A Set of Generalized Components to Achieve Effective Poison-only Clean-label Backdoor Attacks with Collaborative Sample Selection and Triggers¶
Conference: NeurIPS 2025 arXiv: 2509.19947 Code: https://github.com/HITSZ-wzx/GeneralComponents Area: AI Safety / Backdoor Attack Keywords: backdoor attack, clean-label, sample selection, trigger optimization, adversarial robustness
TL;DR¶
This paper proposes a set of generalized components (Component A/B/C) that establish a bidirectional collaborative relationship between sample selection and trigger design, simultaneously improving the attack success rate (ASR) and stealthiness of Poison-only Clean-label Backdoor Attacks (PCBA), with strong generalizability across multiple attack types.
Background & Motivation¶
Poison-only Clean-label Backdoor Attacks (PCBA) represent the most practically threatening and challenging category of backdoor attacks: the adversary can only corrupt training data without modifying labels or intervening in the training process, placing extremely high demands on attack effectiveness.
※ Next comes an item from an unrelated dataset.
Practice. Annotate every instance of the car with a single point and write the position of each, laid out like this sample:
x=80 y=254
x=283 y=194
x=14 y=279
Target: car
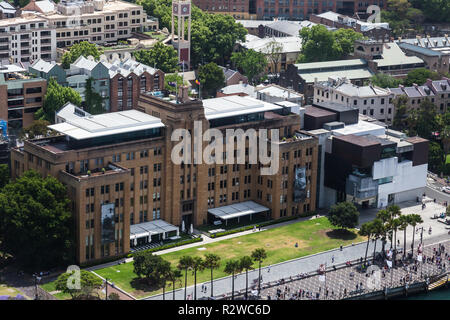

Existing methods treat sample selection and trigger design in isolation. Sample selection methods (e.g., Forgetting Event) focus on identifying "hard samples" to improve ASR, while trigger designs (e.g., Badnets, Blended, BppAttack) focus on stealthiness or attack strength. The lack of coordination between the two limits both ASR and stealthiness when adapted to PCBA.
Sample selection metrics are insufficiently comprehensive. The state-of-the-art metric Forgetting Event only counts the frequency of misclassification transitions, ignoring the category information within misclassifications (Category Diversity), which constrains the search for "harder" samples.
Trigger types are diverse, and a universal optimization method is lacking. Triggers with substantially different characteristics—local high-intensity (Badnets), global medium-intensity (Blended), and global low-intensity (BppAttack)—cannot be flexibly accommodated by simply combining sample selection with triggers.
Stealthiness improvement is overlooked. Existing sample selection methods almost exclusively focus on improving ASR, neglecting the potential to enhance attack stealthiness through sample selection.
The human visual system's differential sensitivity to RGB colors has not been sufficiently exploited in trigger design. Perturbations in the blue channel are less perceptible to the human eye, providing headroom to strengthen attacks without sacrificing stealthiness.
Method¶
Overall Architecture¶
Three generalized components (Component A/B/C) are proposed to enhance PCBA from two dimensions—sample selection optimization and trigger optimization—with the core idea of establishing a bidirectional collaboration between sample selection and triggers:
- Component A → Trigger guides sample selection: Selects the optimal combination of Forgetting Event and Category Diversity based on trigger scale to identify "harder" samples for improving ASR.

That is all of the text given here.